Cue the retreat into abstraction: The problem mustn’t be political leaders and the decisions they make — that can’t be it, because progressives have all the power in these cities — and so the problem instead must be something without a fixed address and regular business hours: systemic racism, white supremacy, white privilege, capitalism, etc. It isn’t that racism is imaginary, any more than crime, poverty, or government corruption is imaginary. But Minneapolis hasn’t been governed by abstractions all these years. It has been governed by people.

 

And we know who they are.

 

This plays out in some obvious ways. For example, some critics of police violence have come around to the view that one of the problems here is the power of police unions, which resist efforts to increase accountability and oversight of their members. There is a political party in this country that is very much committed to increasing the power of public-sector unions, that has worked hard with some success to do that, and that is enormously dependent upon the financial and political support of those unions for its campaign efforts — and it is not called the Republican Party. It’s the other one.

 

It surely is the case that the African-American children who attend public schools in Philadelphia or Atlanta are subjected to the same racism experienced by other black Americans. But it wasn’t the agents of white supremacy that corrupted their school administrations and made their educational institutions into the dysfunctional failures they are today. It wasn’t David Duke who turned the Atlanta public schools into a criminal conspiracy that ended in racketeering convictions. Progressives have been running the show in big-city school districts for decades, and the mess they are is the mess progressives made of them.

 

The Democrats are going to have their convention in Milwaukee this year. If Republicans had any wit to them at all, this would present a priceless political opportunity, because Milwaukee is a mess, its schools are an especial mess, and Wisconsin has the biggest black–white academic-achievement gap in the country. Black students in Wisconsin have the second-lowest graduation rate in the country.

 

When the Democrats gather in Milwaukee, they will do so to nominate Joe Biden for president. Biden points to the situation in Minneapolis and says, See, this is why you need me instead of Trump. The list of legitimate complaints and criticisms of Trump is very, very long, but he wasn’t running the circus when Minneapolis became what Minneapolis is — he was hosting a game show and appearing in softcore pornographic films.
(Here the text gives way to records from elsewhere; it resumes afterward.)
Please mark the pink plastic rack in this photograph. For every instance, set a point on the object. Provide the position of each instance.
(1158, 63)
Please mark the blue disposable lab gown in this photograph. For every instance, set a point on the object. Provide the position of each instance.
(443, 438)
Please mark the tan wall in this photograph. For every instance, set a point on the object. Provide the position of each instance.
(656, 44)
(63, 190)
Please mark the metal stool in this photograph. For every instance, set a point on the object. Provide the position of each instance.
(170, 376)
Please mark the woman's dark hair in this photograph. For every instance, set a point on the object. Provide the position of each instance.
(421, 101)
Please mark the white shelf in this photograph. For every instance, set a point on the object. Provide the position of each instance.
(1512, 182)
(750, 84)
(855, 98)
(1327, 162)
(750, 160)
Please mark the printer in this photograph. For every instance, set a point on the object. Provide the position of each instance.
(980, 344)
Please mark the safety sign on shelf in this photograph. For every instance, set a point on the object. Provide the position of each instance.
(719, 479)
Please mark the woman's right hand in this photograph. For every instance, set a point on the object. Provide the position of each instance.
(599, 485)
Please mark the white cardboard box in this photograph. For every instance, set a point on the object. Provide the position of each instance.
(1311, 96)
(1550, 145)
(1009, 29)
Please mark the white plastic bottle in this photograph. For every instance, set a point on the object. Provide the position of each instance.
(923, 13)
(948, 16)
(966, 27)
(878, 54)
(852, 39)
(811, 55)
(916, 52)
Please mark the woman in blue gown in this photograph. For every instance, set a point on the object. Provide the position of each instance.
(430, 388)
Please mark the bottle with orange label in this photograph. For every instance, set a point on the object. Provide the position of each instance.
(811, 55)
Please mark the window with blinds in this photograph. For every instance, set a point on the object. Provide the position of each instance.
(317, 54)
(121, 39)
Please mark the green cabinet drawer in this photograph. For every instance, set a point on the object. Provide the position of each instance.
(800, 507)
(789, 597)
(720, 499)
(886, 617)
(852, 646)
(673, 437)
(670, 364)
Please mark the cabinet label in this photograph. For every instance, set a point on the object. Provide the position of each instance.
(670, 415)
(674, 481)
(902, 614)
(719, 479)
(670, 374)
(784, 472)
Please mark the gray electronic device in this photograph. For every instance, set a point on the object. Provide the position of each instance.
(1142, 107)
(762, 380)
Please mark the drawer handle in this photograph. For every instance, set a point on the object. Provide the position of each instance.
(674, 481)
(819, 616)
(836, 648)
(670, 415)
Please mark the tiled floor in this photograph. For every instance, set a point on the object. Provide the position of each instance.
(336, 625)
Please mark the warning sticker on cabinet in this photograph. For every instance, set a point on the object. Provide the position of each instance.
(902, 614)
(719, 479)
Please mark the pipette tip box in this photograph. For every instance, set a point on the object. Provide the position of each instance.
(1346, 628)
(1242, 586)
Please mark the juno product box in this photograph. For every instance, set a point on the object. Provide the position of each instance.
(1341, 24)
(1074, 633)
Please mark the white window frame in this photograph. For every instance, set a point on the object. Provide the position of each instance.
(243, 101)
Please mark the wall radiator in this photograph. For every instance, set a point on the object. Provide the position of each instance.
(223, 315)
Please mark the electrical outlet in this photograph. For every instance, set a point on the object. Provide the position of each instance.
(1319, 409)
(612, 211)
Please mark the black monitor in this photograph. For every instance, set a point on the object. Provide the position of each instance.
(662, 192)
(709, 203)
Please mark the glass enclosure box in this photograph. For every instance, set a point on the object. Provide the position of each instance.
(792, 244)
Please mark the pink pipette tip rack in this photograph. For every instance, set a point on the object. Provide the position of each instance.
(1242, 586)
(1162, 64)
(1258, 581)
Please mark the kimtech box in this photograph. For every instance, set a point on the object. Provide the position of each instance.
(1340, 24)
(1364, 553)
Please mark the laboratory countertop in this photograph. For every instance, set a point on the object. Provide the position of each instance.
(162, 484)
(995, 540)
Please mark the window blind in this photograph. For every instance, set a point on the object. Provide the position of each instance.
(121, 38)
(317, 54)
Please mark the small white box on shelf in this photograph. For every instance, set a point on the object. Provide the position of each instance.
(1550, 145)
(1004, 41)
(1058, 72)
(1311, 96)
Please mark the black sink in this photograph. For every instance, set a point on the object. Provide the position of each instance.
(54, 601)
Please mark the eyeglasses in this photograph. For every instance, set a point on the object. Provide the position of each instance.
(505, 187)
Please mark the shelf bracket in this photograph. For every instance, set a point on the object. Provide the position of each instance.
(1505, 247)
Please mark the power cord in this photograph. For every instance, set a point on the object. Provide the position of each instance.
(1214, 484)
Biden, on the other hand, was elected to the Senate in 1973. He was for many years rather proud of being the author of a crime bill that many progressives link to mass incarceration and was a staunch advocate of the so-called war on drugs, which has contributed to the militarization of police departments, both in terms of their arsenals and their attitudes.

 

Was Joe Biden simply a hostage to his times? Consider that while Biden was pressing for tougher “war on drugs” measures in the 1990s, National Review declared “The War on Drugs Is Lost,” and argued:

 

It is our judgment that the war on drugs has failed, that it is diverting intelligent energy away from how to deal with the problem of addiction, that it is wasting our resources, and that it is encouraging civil, judicial, and penal procedures associated with police states. We all agree on movement toward legalization, even though we may differ on just how far.

 

Biden is not a great intellect or an innovative policy thinker, but there were other thinkable thoughts. Donald Trump, who was tied up in bankruptcy court for much of that period in history, was not a key player in the debate.

 

We live in a remarkably open society. I have observed the workings of our lawmakers and leaders up close for many years, from horrifying city council meetings in San Bernardino to quiet backroom discussions in the House. There is very little mystery to American life, in that regard. We know what decisions have been made, we know what arguments were put forward in the justification of those decisions, and we know who made the decisions and who implemented them.

 

We have no need to resort to abstraction. We have real people to hold accountable, and we know their names.

 

In the current crisis, that apparently is the one thing we are unable or unwilling to do.